Apple ha recentemente svelato due nuovi processori, il M5 Ultra e il M6, destinati a potenziare i modelli Mac Mini e Mac Studio. Questi chip rappresentano un significativo passo avanti nella tecnologia dei microprocessori dell’azienda, promettendo prestazioni elevate per una varietà di applicazioni, dalla grafica 3D all’intelligenza artificiale.
Il M5 Ultra è descritto come il chip più potente mai creato da Apple, realizzando la prima architettura quad-die dell’azienda. Questo processore combina due chip M5 Max, offrendo fino a 36 core CPU e 80 core GPU, con una banda di memoria unificata che raggiunge i 1,2 TB/s, un incremento del 50% rispetto al suo predecessore, l’M3 Ultra. Questa potenza è pensata per gestire carichi di lavoro professionali ad alta intensità, come rendering complessi e modelli di intelligenza artificiale avanzati. Il Mac Studio dotato di M5 Ultra si preannuncia particolarmente interessante per sviluppatori e professionisti del settore AI.
D’altra parte, il M6 si rivolge a un pubblico più ampio.

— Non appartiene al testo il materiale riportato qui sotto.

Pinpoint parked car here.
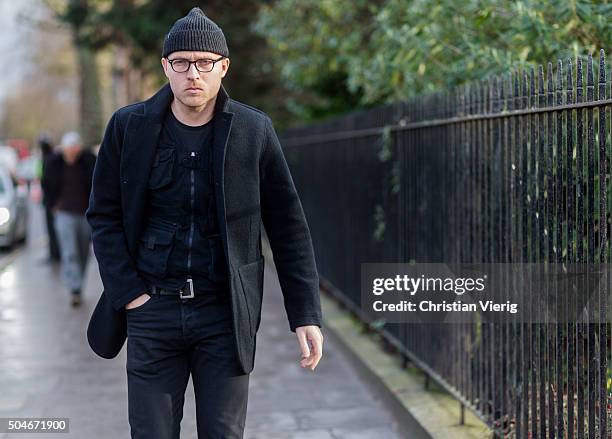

Costruito su un processo a 2 nm, il M6 integra un nuovo complesso CPU con 12 core (due in più rispetto all’M5) e un Neural Engine Dual 16-core, migliorando la velocità di elaborazione delle applicazioni AI. Questo chip offre quasi il 30% in più di picco di calcolo GPU rispetto all’M5, rendendolo particolarmente efficace per le applicazioni di machine learning eseguite localmente.
Apple ha dichiarato che, grazie ai nuovi chip e ai framework di sviluppo, gli sviluppatori potranno eseguire e ottimizzare grandi modelli di intelligenza artificiale direttamente sui Mac. Gli strumenti di sviluppo sono progettati per ottimizzare automaticamente le prestazioni tra CPU, GPU e Neural Engine, consentendo l’uso di modelli di base Apple e applicazioni proprietarie per carichi di lavoro AI completamente on-device. Nonostante Apple abbia mostrato un ritardo nello sviluppo di un proprio modello AI proprietario — con Siri che utilizza il modello Gemini di un concorrente — l’azienda ha consolidato competenze nelle tecnologie on-device che garantiscono la privacy, come Face ID e Touch ID. L’accento sull’elaborazione AI locale è visto come un’opportunità per creare un ambiente più controllato e sicuro per sperimentazioni e applicazioni AI.
I nuovi Mac Mini sono già disponibili in preordine a partire da 899 dollari e saranno spediti dopo il 22 settembre.